You must mount the home directory of the LDAP users using NFS.
DO NOT use StorageClass
since the provisioning is static. We don't want to create a volume per replica. There is only one common volume.
apiVersion: v1
kind: PersistentVolume
metadata:
name: ldap-users-<cluster name>-pv
namespace: slurm-cluster
labels:
app: slurm-login
topology.kubernetes.io/region: <FILL ME> # <country code>-<city>
topology.kubernetes.io/zone: <FILL ME> # <country code>-<city>-<index>
spec:
capacity:
storage: 1000Gi
mountOptions:
- hard
- nfsvers=4.1
- noatime
- nodiratime
csi:
driver: nfs.csi.k8s.io
readOnly: false
volumeHandle: <unique id> # uuidgen
volumeAttributes:
server: <FILL ME> # IP or host
share: <FILL ME> # /srv/nfs/k8s/ldap-users
accessModes:
- ReadWriteMany
persistentVolumeReclaimPolicy: Retain
---
apiVersion: v1
kind: PersistentVolumeClaim
metadata:
name: ldap-users-<cluster name>-pvc
namespace: slurm-cluster
labels:
app: slurm-login
topology.kubernetes.io/region: <FILL ME> # <country code>-<city>
topology.kubernetes.io/zone: <FILL ME> # <country code>-<city>-<index>
spec:
volumeName: ldap-users-<cluster name>-pv
accessModes: [ReadWriteMany]
storageClassName: ''
resources:
requests:
storage: 1000Gi
Apply the PV and PVC:
kubectl apply -f argo/slurm-cluster/volumes/ldap-users-<cluster name>-pv.yaml
6.b. Values: Enable SLURM Login
login:
enabled: true
replicas: 1
sshd:
secretName: login-sshd-secret
nodeSelector:
topology.kubernetes.io/region: <FILL ME> # <country code>-<city>
topology.kubernetes.io/zone: <FILL ME> # <country code>-<city>-<index>
# Extra volume mounts
volumeMounts:
- name: ldap-users-pvc
mountPath: /home/ldap-users
# Extra volumes
volumes:
- name: ldap-users-pvc
persistentVolumeClaim:
claimName: ldap-users-<cluster name>-pvc
service:
enabled: true
type: ClusterIP
# Use LoadBalancer to expose via MetalLB
# type: LoadBalancer
# annotations:
# metallb.universe.tf/address-pool: slurm-ch-basel-1-pool
# Expose via IPVLAN, can be unstable.
# Using IPVLAN permits srun commands.
net:
enabled: false
# Kubernetes host interface
type: ipvlan
masterInterface: eth0
mode: l2
# https://www.cni.dev/plugins/current/ipam/static/
ipam:
type: static
addresses:
- address: 192.168.0.20/24
gateway: 192.168.0.1
Edit the values accordingly.
Service or IPVLan?
A Kubernetes Service offers a lot of advantages while IPVLan offers a solution to a problem.

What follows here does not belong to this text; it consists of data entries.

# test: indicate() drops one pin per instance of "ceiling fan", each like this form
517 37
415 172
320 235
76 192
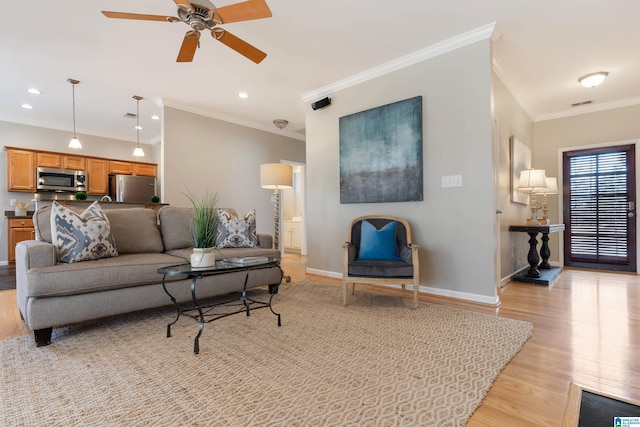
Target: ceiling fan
203 15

It is extremely recommended to use a Kubernetes service to expose your connection node as it provides load balancing and is easy to configure.
Kubernetes LoadBalancer Service | Multus CNI |
---|---|
A LoadBalancer service provides limited control over networking, as it only provides a single IP address for a Kubernetes service. | IPVLan with Multus allows you to have more fine-grained control over networking by enabling you to use multiple network interfaces in a pod, each with its own IP address and route table. |
A LoadBalancer service is a simple and straightforward way to expose a Kubernetes service to the internet. | Setting up IPVLan with Multus can be more complex than using a simple LoadBalancer service, as it requires more configuration and setup time. |
A LoadBalancer service can only expose a set of ports. | Using IPVLan with Multus will allow a pod to directly connect to the host network. |
As a result, using a Kubernetes LoadBalancer service will render the Slurm srun
commands inoperable (although sbatch
will work and is the preferred method for job submission). On the other hand, adopting Multus CNI eliminates the load balancing feature, but could lead to instability.
Because k8s-pod-network
is the default network, you must write routes to your networks.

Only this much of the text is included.